Joanna Newsom Says She’s Working On Music, Discusses Ferguson In New Interview

WEST HOLLYWOOD, CA - OCTOBER 30: Musician Joanna Newsom attends the Irene Neuwirth Flagship Grand Opening on October 30, 2014 in West Hollywood, California. (Photo by Stefanie Keenan/Getty Images for Irene Neuwirth)

Joanna Newsom Says She’s Working On Music, Discusses Ferguson In New Interview

WEST HOLLYWOOD, CA - OCTOBER 30: Musician Joanna Newsom attends the Irene Neuwirth Flagship Grand Opening on October 30, 2014 in West Hollywood, California. (Photo by Stefanie Keenan/Getty Images for Irene Neuwirth)

Other than her role in the new Paul Thomas Anderson film Inherent Vice, it’s been a while since we’ve heard anything from human wonder machine Joanna Newsom. In fact, Have One On Me, Newsom’s staggering triple album, will turn five next year. But Newsom has some ideas percolating, and in a new interview, she talks a bit about what she’s working on.

Talking to Dazed, Newsom says that she is indeed working on a new album: “I’m working on something new — I should hopefully have a little more news soon. I’ve been working hard for a lot of those five years on a new idea.”

Also, on the idea of whether she’d consider scoring a movie, Newsom said: “I think so. It’s just a question of putting time and energy into the thing that is most rewarding at any given time. This movie was so incredibly rewarding and fun for me, and it did maybe defer some of my music work for a while, but it was totally worth it. I think I would do a film soundtrack if I was very inspired by the idea and the collaboration, knowing that it would maybe take away a little bit of my time spent on other music, touring and so forth. But I would really love to some day.”
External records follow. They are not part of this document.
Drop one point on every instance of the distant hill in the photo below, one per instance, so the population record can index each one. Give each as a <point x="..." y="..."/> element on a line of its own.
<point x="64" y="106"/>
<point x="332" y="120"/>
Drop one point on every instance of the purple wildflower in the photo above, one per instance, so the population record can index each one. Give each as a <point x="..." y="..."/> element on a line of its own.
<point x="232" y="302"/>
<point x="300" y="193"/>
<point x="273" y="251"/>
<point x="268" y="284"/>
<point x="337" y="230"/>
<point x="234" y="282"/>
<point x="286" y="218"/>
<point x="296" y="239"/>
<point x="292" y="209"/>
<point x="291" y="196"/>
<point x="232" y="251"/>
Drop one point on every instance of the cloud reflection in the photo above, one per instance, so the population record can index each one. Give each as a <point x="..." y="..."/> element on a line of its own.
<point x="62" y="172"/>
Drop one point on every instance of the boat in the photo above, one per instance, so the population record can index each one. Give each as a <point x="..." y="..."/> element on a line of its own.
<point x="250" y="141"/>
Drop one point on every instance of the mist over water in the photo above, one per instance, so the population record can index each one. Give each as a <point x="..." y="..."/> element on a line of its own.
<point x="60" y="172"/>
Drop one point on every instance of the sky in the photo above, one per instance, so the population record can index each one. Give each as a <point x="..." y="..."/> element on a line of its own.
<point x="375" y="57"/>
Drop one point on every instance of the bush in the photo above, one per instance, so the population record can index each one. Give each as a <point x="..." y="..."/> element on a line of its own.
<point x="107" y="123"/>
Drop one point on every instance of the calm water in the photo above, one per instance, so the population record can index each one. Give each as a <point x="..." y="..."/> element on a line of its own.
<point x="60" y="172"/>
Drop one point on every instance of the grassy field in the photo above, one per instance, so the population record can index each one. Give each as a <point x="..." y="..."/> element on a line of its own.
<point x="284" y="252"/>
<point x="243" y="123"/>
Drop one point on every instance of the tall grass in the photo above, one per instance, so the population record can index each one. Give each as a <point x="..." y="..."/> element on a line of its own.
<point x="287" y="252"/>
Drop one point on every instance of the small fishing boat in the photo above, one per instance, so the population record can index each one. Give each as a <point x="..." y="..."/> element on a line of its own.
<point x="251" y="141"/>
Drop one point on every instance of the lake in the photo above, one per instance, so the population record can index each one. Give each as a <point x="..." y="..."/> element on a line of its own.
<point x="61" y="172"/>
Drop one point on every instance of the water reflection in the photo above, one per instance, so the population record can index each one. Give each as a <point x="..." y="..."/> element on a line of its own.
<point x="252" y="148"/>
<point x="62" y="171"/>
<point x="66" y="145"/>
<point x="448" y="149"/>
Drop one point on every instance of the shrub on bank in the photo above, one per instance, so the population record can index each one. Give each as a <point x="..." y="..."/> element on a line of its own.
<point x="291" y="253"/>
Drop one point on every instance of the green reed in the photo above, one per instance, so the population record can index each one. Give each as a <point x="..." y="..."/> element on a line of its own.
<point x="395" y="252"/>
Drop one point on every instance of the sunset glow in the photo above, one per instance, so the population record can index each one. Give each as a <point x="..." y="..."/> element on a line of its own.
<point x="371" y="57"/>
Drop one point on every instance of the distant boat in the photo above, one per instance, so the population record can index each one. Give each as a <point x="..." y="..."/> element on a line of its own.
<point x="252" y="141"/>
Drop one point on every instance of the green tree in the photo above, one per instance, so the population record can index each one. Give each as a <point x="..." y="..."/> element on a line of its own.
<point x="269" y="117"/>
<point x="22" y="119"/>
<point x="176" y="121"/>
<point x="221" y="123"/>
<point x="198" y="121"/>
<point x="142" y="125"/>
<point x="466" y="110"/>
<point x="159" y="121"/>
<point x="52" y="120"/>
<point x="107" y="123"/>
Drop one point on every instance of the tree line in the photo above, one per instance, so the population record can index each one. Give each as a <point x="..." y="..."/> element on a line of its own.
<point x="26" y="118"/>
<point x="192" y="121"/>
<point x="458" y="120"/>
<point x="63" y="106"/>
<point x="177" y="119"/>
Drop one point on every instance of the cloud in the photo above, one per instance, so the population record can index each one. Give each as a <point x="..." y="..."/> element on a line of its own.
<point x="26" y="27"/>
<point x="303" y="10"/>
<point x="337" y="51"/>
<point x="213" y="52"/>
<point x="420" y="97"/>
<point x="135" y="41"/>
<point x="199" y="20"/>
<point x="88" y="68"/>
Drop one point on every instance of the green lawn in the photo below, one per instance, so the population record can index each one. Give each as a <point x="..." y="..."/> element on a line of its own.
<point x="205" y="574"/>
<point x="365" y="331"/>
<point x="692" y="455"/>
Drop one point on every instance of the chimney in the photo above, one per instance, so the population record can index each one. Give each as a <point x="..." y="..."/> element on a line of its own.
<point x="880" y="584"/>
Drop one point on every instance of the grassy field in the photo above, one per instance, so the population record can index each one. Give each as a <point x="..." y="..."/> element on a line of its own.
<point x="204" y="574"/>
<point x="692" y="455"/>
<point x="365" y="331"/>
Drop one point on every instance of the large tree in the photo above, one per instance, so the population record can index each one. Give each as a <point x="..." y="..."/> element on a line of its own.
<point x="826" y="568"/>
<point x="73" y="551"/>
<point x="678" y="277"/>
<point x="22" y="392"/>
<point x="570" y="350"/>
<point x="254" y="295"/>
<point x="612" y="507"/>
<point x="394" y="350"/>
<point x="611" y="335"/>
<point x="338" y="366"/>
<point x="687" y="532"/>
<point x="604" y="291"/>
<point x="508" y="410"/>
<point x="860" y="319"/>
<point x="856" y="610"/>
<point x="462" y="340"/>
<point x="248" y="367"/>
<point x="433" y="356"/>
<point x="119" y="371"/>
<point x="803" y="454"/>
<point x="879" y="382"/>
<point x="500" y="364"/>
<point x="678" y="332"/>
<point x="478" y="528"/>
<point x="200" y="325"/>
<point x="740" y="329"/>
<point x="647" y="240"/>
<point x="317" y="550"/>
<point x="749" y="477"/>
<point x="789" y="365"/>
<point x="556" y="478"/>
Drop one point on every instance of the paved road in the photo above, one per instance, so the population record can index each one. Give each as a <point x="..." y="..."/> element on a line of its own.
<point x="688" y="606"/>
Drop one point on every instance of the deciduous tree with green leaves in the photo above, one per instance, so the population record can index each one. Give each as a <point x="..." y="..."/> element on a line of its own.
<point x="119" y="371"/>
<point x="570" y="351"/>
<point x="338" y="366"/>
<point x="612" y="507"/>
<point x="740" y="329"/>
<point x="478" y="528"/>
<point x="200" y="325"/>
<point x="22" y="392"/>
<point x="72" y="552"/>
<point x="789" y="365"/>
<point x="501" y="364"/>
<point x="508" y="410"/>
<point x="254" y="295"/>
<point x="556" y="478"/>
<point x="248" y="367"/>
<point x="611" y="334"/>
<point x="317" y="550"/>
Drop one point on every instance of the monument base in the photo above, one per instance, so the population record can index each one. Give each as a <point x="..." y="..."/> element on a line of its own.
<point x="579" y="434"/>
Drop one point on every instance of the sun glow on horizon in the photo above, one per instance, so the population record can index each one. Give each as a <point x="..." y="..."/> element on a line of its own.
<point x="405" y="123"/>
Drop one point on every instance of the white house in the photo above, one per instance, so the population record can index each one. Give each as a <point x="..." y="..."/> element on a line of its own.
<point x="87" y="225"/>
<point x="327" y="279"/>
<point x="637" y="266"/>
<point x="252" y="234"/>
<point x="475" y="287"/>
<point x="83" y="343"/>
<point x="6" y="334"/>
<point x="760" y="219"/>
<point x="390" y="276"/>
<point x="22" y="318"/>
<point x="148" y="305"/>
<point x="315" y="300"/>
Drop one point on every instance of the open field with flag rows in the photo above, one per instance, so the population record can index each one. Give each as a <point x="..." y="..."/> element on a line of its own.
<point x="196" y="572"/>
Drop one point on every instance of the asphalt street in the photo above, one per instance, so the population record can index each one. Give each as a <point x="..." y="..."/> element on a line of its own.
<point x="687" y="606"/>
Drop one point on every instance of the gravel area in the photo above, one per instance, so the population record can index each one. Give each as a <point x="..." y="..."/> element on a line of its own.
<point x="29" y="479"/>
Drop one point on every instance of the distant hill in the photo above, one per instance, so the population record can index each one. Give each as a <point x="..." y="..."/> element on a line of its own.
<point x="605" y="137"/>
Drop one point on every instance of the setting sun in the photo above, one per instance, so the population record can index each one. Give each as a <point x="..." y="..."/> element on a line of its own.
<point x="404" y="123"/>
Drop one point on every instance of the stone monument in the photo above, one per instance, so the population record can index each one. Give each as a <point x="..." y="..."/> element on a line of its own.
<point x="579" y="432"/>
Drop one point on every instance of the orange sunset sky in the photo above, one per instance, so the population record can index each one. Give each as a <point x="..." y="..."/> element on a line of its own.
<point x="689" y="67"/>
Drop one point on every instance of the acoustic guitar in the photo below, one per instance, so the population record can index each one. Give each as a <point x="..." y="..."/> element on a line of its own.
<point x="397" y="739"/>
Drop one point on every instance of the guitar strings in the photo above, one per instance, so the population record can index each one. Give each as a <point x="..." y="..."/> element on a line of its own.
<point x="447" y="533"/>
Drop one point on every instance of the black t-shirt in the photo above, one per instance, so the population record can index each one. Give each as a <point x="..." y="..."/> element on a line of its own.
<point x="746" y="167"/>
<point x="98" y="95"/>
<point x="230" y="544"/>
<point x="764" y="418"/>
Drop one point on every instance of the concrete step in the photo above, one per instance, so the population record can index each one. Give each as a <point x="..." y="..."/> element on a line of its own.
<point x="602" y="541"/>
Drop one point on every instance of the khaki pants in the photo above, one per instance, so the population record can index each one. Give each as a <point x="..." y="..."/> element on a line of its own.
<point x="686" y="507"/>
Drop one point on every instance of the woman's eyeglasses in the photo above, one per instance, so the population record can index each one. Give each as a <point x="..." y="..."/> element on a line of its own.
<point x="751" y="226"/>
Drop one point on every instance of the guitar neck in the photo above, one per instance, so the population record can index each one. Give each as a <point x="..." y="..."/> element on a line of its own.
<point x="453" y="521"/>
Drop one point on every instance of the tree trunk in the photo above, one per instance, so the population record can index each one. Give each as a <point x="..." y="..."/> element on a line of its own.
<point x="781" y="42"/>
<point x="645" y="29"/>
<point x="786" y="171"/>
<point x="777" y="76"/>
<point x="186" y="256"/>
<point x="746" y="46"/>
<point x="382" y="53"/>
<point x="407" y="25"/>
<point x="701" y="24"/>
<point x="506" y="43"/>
Newsom also had some things to say about the contemporary relevance of the ’70s-set Inherent Vice: “I think the film drums up a sense that dark forces are at work behind the scenes, and that’s a fear that many people I know struggle with, particularly in the States right now. There’s an incredible sense of — at the risk of sounding melodramatic — a conspiracy. I mean, right now, what’s happening in Ferguson and in New York is terrible: terrible cases of cops murdering people and getting away with it. The words ‘civil rights violation’ come up a lot in this film, and I think that that applies more today than it has for decades.”